Un marché d’employeurs

C’est ainsi qu’une bonne proportion des diplômés aboutissent, faute de mieux, dans des emplois qui ne correspondent pas à leurs qualifications et au service d’employeurs, principalement dans les services publics, qui ont beau jeu de ne pas répondre à leurs aspirations salariales.

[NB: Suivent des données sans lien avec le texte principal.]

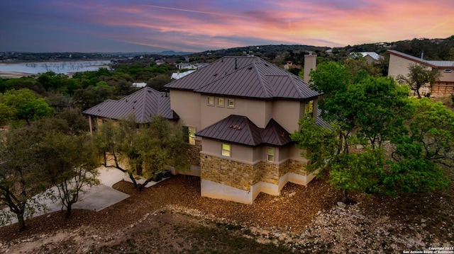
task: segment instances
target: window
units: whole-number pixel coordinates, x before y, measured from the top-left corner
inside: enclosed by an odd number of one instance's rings
[[[218,106],[223,107],[224,106],[224,98],[218,98]]]
[[[228,108],[235,108],[235,100],[234,99],[227,99],[227,107],[228,107]]]
[[[189,134],[188,142],[191,144],[196,144],[196,127],[188,127],[187,130]]]
[[[224,156],[231,156],[231,145],[228,144],[222,144],[222,155]]]
[[[267,147],[267,161],[268,162],[275,161],[275,148],[274,147]]]
[[[214,106],[214,97],[213,96],[208,96],[208,105],[209,106]]]
[[[314,100],[310,100],[304,105],[304,115],[309,115],[314,112]]]

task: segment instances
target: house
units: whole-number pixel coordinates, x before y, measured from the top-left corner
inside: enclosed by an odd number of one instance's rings
[[[389,53],[388,76],[397,77],[406,76],[411,64],[422,64],[427,68],[436,69],[440,77],[433,86],[431,92],[433,96],[448,96],[454,94],[454,61],[429,61],[423,57],[416,57],[396,50],[387,50]]]
[[[383,58],[383,57],[372,51],[359,53],[352,52],[350,53],[350,54],[354,58],[362,57],[365,59],[367,64],[377,64],[381,59]]]
[[[175,64],[175,66],[177,67],[177,68],[178,68],[178,69],[197,69],[197,67],[195,65],[189,63],[182,62],[182,63]]]
[[[320,94],[301,78],[259,57],[224,57],[165,87],[188,128],[202,196],[251,204],[314,178],[289,138],[300,117],[318,115]]]
[[[125,120],[133,117],[138,123],[150,122],[153,115],[178,120],[170,109],[170,95],[145,87],[118,100],[107,100],[83,112],[89,118],[90,133],[106,119]]]

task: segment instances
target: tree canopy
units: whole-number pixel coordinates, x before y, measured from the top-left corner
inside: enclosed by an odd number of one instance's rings
[[[324,93],[319,105],[331,127],[301,119],[292,137],[310,159],[308,170],[327,175],[343,200],[348,191],[395,195],[447,187],[440,166],[452,163],[451,111],[408,98],[408,88],[392,79],[352,73],[340,63],[319,65],[311,78],[311,86]]]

Outre l’accès de vastes cohortes aux études supérieures, la technologie et la mondialisation ont contribué à priver les diplômés d’une partie de leur pouvoir de marché. En effet, les nouvelles technologies permettent maintenant à tout le monde d’exécuter des tâches qui n’étaient auparavant possible que pour des professionnels qualifiés. Un des cas le plus connus est celui des logiciels experts pour les déclarations de revenus. Ces outils conviviaux et peu coûteux ont enlevé du travail aux comptables. Par ailleurs, le web rend possible l’exécution de services professionnels à distance, incluant dans d’autres pays. Paradoxalement, ce sont des services manuels ne requérant pas de diplômes qui sont les plus difficiles à informatiser ou à délocaliser : soins esthétiques, travaux agricoles et forestiers, entretien des équipements et des édifices, etc.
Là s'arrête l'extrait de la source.